NINNA.ID-Badan Pengawas Perdagangan Berjangka Komoditi (Bappebti) terus konsisten berupaya agar Sistem Resi Gudang dapat berkembang. Pada mulanya, Sistem Resi Gudang fokus menjamin ketersediaan pasokan komoditas, khususnya bahan pangan dalam negeri.
Namun dalam beberapa tahun terakhir, Sistem Resi Gudang terbukti mampu rebranding ulang berorientasi ekspor ke pasar global. Selain masyarakat mudah mendapatkan barang kebutuhan pokok dengan harga terjangkau, para pelaku usaha juga dapat menjual komoditasnya go global dengan mekanisme penyimpanan komoditas pada Sistem Resi Gudang.
Demikian disampaikan Sekretaris Bappebti Olvy Andrianita dalam pembukaan Diskusi Kelompok Terpumpun (DKT) atau Focus Group Discussion (FGD) di Kabupaten Bogor, Jawa Barat pada Kamis lalu (15/6).
Diskusi digelar Bappebti dengan menggandeng PT Kliring Berjangka Indonesia (KBI) dan mengusung tema “Transformasi Gudang Sistem Resi Gudang: Meningkatkan Efisiensi dan Akses Pasar”.
“Kementerian Perdagangan berusaha memberikan ruang lebih luas kepada seluruh pemangku kepentingan untuk menggunakan komoditas yang lebih bervariasi.
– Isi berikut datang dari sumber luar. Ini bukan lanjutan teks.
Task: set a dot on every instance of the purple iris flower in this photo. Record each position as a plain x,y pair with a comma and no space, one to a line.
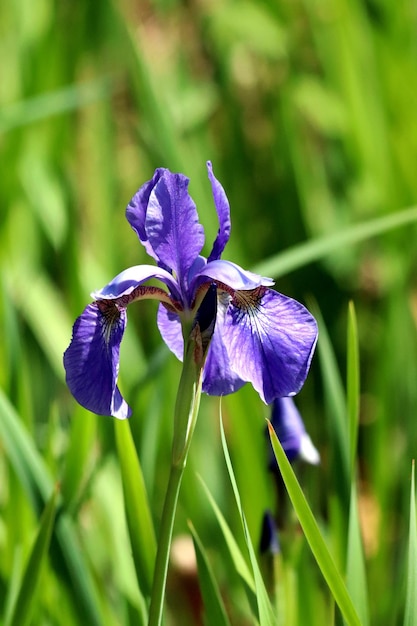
291,432
260,336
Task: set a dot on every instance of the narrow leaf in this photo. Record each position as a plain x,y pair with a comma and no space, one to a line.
410,618
313,535
234,550
317,249
213,603
26,594
266,615
352,385
138,514
355,568
336,399
37,482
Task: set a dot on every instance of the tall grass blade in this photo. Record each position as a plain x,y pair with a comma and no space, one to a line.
23,607
266,614
312,533
410,617
138,514
37,482
231,543
336,399
316,249
355,567
215,612
352,386
53,103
Melalui agenda kali ini, diharapkan Bappebti dapat menghimpun masukan dan rumusan yang konkret dalam penguatan fungsi dan peran Sistem Resi Gudang. Hal ini bertujuan meningkatkan perekonomian nasional dan akselerasi perdagangan melalui penguatan ketersediaan kebutuhan dalam negeri dan peningkatan ekspor,” ujar Olvy.
Olvy menyebut, pertemuan ini merupakan forum yang tepat karena dihadiri praktisi, pemangku kepentingan di bidang dalam negeri dan ekspor, serta pengawas. Dengan demikian, mampu dihasilkan hal-hal positif yang dapat dijadikan pijakan dalam merumuskan teknis terkait Sistem Resi Gudang.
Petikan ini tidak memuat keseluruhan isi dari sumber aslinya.